Mesih’in Yuhanna 17’de Baba’ya ettiği aracılık duası, O’nun öğrencileri ve sonraki tüm imanlılar için dileklerini içerir. Aynı zamanda, özellikle Yuhanna 17:1-8’de, Mesih aracılık rolünün yönlerini ortaya koyar, bu da O’nun gerçek Tanrı ve gerçek insan olarak kişiliğini öne çıkarır ve Baba ile olan özel ilişkisini vurgular. Bu yazıda, Yuhanna 17:1-8’in yorumundan sonra, bu aracılık rolü ve Mesih’in “gönderilen” olarak adlandırılması konusunda Baba ve Mesih arasındaki anlaşmayı açıklayacağım. Son olarak, Mesih’i daha derinden tanımamız ve O’na inanmamız için bizi teşvik edeceğim.

YUHANNA 17:1-8′İN YORUMU

Mesih duaya “Baba” diye başlar ve Kendisi’nden “Oğul” diye söz eder (17:1). Bu sözler, Baba ve Oğul’un şahısları arasında ezelden ebede uzanan ve Mesih’in yeryüzündeki yaşamı boyunca devam eden yakın ve sevgi dolu Üçlü–Birlik içerisindeki ilişkiyi harika bir şekilde yansıtır. Ancak bu olumlu nokta göz önüne alındığında, ilk yorum felaket habercisi olan bir uyarı içermektedir: “Saat geldi.” Yuhanna’nın Müjdesi’nde bu, Mesih’in çarmıha gerilmesine işaret eder (2:4; 12:23). Mesih daha sonra ilk isteğini ya da ricasını dile getirir: “Oğlun’u yücelt ki, Oğul da seni yüceltsin” (17:1). Baba ve Oğul arasındaki bu karşılıklı yüceltme, yaklaşmakta olan korkunç çarmıhla ilgili olduğu için görünüşte şaşırtıcıdır (bu karşılıklı yüceltme Kutsal Ruh’u da içerir; 16:14).

Mesih’in karşılıklı yüceltme isteği daha önce verilenlerle temellendirilir. Baba, Oğul’a hem “bütün insanlık üzerinde yetki” hem de seçilmişleri “vermiştir”, böylece Oğul “[seçilmişlerin] hepsine sonsuz yaşam versin” (17:2). Bu duada “vermek” oldukça önemlidir. Oğul’un seçilmişlere vermesi için Baba tarafından Oğul’a verilen bu şey, Baba ve Oğul arasında önceden varılmış bir anlaşmayı ifade eder. Ayrıca Oğul, Tanrı olarak sonsuzluktan beri tüm yetkiye sahip olduğundan, tüm yetkinin bu şekilde verilmesi Oğul’un Tanrı-insan olarak aracılık rolüne işaret ediyor olabilir.

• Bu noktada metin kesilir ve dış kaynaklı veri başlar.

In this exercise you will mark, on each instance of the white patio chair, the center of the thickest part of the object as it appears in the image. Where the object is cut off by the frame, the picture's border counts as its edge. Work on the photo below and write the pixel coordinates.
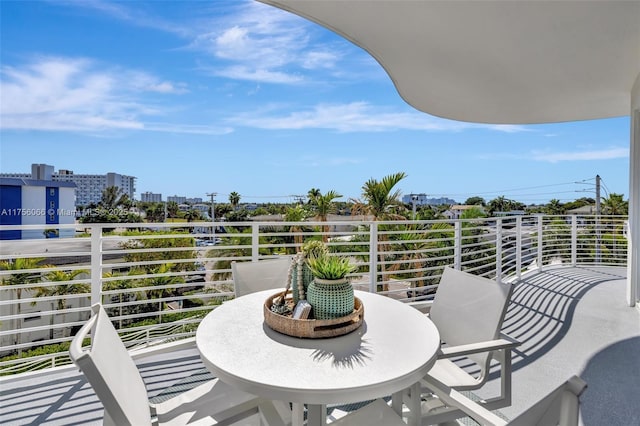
(377, 413)
(561, 407)
(117, 382)
(249, 277)
(468, 311)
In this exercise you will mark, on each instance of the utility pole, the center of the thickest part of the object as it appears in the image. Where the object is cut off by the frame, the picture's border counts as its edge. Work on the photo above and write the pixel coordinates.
(598, 218)
(213, 216)
(598, 195)
(414, 200)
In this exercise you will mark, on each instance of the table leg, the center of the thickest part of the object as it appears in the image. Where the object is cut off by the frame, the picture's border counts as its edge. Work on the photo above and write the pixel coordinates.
(415, 405)
(396, 402)
(297, 415)
(316, 415)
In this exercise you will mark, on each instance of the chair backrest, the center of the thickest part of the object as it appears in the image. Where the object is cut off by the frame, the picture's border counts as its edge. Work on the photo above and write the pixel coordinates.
(469, 309)
(249, 277)
(111, 372)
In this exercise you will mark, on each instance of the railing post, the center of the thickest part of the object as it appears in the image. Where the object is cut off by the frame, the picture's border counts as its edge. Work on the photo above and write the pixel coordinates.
(96, 264)
(499, 251)
(518, 247)
(574, 240)
(373, 257)
(539, 261)
(255, 242)
(457, 246)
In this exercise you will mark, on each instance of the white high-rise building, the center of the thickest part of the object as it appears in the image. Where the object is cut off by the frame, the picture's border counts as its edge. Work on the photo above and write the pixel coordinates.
(150, 197)
(88, 187)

Daha sonra “sonsuz yaşam”ın tanımı verilir. Seçilmişler “Sonsuz yaşam, tek gerçek Tanrı olan seni ve gönderdiğin İsa Mesih’i” tanıyacaktır (17:3). Baba’dan “tek gerçek Tanrı” olarak söz etmek, Mesih’in tamamen tanrısal olmaktan daha az tanrısal olduğunu göstermez. Niçin? Çünkü Yuhanna başka yerlerde Mesih’in tamamen Tanrı olduğunu açıkça göstermektedir (örneğin, 1:1; 5:18; 10:30; 17:5; 20:28). Oysa asıl mesele, gerçek tanrısal Baba’yı doğru bir şekilde tanımak için, O’nun gerçek tanrısal Mesih’le olan ilişkisini görmek gerektiğidir. Mesih’in nitelemesi ilginçtir; O, “[Baba olarak] gönderdiğin” Kişi’dir.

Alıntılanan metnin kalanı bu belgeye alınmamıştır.